Brent fell 57 cents, or 0.8%, to $ 68.30 a barrel by 0934 GMT, and US West Texas Intermediate (WTI) crude oil fell 55 cents, or 0.8%, to $ 65.66 a barrel.

“Despite supportive inventory data from the US on Wednesday, crude oil remains stuck in a sideways environment with Brent trading between $ 65 and $ 70 a barrel,” said UBS oil analyst Giovanni Staunovo.

U.S. crude oil, gasoline and distillate inventories all declined last week, the Energy Information Administration said, as a gradual lifting of coronavirus-related restrictions boosted demand for street fuel.

“Mobility data from Europe and the US benefiting from a rapid vaccine roll-out is price support, but I think market participants want more clarity on how the nuclear talks in Vienna are going, which limits prices,” added Staunovo.

Iran and the world powers have been negotiating in Vienna since April to work out steps Tehran and Washington must take to lift crippling sanctions against Iran, including its energy sector, over its nuclear program.

This will be a big topic for the next meeting of the Organization of Petroleum Exporting Countries and Allies called OPEC + on June 1, when manufacturers will have to consider whether to change their plans to ease production restrictions against the prospect of Iranian supplies Return to the market.

Analysts said that supply from Iran would only be increased gradually. JPMorgan estimates that Iran could add 500,000 barrels per day (bpd) by the end of this year and another 500,000 bpd by August 2022.

Japanese refineries will take at least three months to resume Iranian oil imports even if Iran’s nuclear talks lead to an agreement and lifting of sanctions, said Tsutomu Sugimori, president of the Petroleum Association of Japan (PAJ).

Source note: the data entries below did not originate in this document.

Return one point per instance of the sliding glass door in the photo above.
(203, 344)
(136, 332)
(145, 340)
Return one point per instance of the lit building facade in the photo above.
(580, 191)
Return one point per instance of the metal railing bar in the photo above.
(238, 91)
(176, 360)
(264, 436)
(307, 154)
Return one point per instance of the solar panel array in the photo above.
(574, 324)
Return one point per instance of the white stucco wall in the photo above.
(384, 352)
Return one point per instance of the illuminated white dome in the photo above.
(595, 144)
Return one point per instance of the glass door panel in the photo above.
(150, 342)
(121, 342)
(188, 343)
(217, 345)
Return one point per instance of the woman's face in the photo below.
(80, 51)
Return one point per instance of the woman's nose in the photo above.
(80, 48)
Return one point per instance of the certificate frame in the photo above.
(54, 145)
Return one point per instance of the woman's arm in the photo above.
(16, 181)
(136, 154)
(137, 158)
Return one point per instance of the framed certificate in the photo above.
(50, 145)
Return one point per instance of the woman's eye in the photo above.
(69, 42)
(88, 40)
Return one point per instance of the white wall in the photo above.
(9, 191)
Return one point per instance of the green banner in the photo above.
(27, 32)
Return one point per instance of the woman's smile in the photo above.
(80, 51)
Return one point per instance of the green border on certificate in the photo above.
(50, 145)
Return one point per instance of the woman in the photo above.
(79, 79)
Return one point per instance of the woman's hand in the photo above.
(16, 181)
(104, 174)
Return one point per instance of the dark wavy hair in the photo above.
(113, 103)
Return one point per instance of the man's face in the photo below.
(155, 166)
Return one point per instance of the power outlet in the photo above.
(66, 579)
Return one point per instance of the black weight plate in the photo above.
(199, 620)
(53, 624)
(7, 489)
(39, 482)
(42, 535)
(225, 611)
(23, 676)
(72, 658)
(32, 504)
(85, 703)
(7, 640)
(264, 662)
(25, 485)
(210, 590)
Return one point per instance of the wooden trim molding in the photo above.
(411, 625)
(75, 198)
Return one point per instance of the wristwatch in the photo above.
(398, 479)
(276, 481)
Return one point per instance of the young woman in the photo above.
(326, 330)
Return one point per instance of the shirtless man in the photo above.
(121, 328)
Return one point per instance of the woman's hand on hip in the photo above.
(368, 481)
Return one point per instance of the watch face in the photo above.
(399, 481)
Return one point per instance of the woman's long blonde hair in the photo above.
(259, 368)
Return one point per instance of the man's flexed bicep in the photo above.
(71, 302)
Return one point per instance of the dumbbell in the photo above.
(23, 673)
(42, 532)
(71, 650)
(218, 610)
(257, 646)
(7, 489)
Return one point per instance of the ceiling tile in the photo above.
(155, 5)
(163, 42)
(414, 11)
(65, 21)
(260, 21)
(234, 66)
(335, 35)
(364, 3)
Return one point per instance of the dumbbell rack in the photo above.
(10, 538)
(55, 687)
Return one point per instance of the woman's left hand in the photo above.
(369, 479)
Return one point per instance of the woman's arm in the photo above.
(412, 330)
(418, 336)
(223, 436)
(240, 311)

While the market was supported by an unexpectedly sharp decline in US oil inventories, concerns remain about falling demand in India, the world’s third largest consumer of oil.

A possible expansion of emergency COVID-19 measures in Japan has also fueled concerns over demand growth for the world’s fourth largest oil importer. Continue reading

Investors await data on US unemployment claims later in the day that will demonstrate the pace of US economic recovery during the pandemic.

Our standards: The Thomson Reuters Trust Principles.